Studienlage Bandscheibenvorfall
Wie bereits umschrieben, ist die Studienlage für eine kurzfristige Nachsorge umfassend und gut untersucht. Darunter fallen Publikationen, die ein Follow-up der Probanden innerhalb von weniger als 2 Jahren beinhaltet.
Sowohl konservative als auch operative Interventionen zeigen eine gute kurzfristige Wirksamkeit.
Zu den langfristigen Ergebnissen für Patienten mit einem Bandscheibenvorfall gehören jedoch wiederkehrende Bandscheibenvorfälle, fortschreitende degenerative Bandscheibenerkrankungen und anhaltender Rückenschmerz
In der Literatur gibt es dennoch keinen klaren Konsens über die Langzeitfolgen von lumbalen Rückenschmerzen bei Patienten mit einem Bandscheibenvorfall.
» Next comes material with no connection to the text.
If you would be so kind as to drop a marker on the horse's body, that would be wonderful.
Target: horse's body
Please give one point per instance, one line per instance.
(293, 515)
Nichtsdestotrotz ist es wichtig, die Beziehung zwischen den anfänglichen Symptomen bei einem Bandscheibenvorfall und den langfristigen lumbalen Rückenschmerzen zu verstehen.
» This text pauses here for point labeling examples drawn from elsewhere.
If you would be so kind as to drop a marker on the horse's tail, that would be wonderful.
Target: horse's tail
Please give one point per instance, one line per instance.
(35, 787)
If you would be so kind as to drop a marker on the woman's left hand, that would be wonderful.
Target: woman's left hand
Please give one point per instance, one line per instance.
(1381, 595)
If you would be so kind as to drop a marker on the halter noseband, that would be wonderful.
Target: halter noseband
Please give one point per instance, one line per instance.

Dies ist vor allem dann von großer Relevanz, wenn es um die Behandlungsmöglichkeiten geht.
Daher geht es in einem Review von Wong et al. (2022) darum, die vorhandene Literatur über die Langzeitfolgen von lumbalen Rückenschmerzen bei Patienten mit einer symptomatischen Bandscheibenprotrusion zu evaluieren und in einen Kontext zu setzen.
Studie: Prävalenz langfristiger Rückenschmerzen nach symptomatischem lumbalem Bandscheibenvorfall
In die Übersichtsarbeit „Prävalenz langfristiger Rückenschmerzen nach symptomatischem lumbalem Bandscheibenvorfall“ von Wong et al. (2022) werden insgesamt 15 Studien mit 2019 Probanden eingeschlossen. Untersucht wurden die langfristigen Schmerzverläufe der Probanden nach einer chirurgischen oder nichtoperativen Behandlung.
Darüber hinaus wird der Zusammenhang zwischen radiologischen Befunden und postoperativen Schmerzzuständen untersucht.
Ergebnisse
Unabhängig von der Behandlungsmethodik litten 46,2 % der Patienten nach einem Bandscheibenvorfall langfristig in gewissem Maße an Lumbalgien, während die Langzeitprävalenz von Lumbalgien in der Allgemeinbevölkerung, also Menschen ohne Bandscheibenerkrankung nur 11,9 % betrug.
Somit ist bei Patienten nach einem Bandscheibenvorfall die Wahrscheinlichkeit von Langzeitrückenschmerzen höher als in der Allgemeinbevölkerung (46,2 % vs. 11,9 %). Darüber hinaus bleibt es eine große Herausforderung, den Zusammenhang zwischen radiologischen Befunden und Schmerzzuständen zu verstehen, da das Vorhandensein radiologischer Veränderungen und das Ausmaß von lumbalen Rückenschmerzen nicht immer korrelieren.
Hier gibt es die Originalstudie zum Nachlesen.
Was bedeutet das für die Praxis?
Für die Behandlung eurer Patienten mit einem lumbalen Bandscheibenvorfall, sollte euch bewusst sein, dass diese, unabhängig der Behandlungsmethodik, deutlich öfters an chronischen Rückenschmerzen leiden als Personen ohne Bandscheibenvorfall. Damit sollte nicht nur eine langfristige Verhaltensroutine empfohlen werden. Für euch als Therapeuten liegt somit noch ein weiteres Argument für einen aktiven Lebensstil eurer Patienten vor.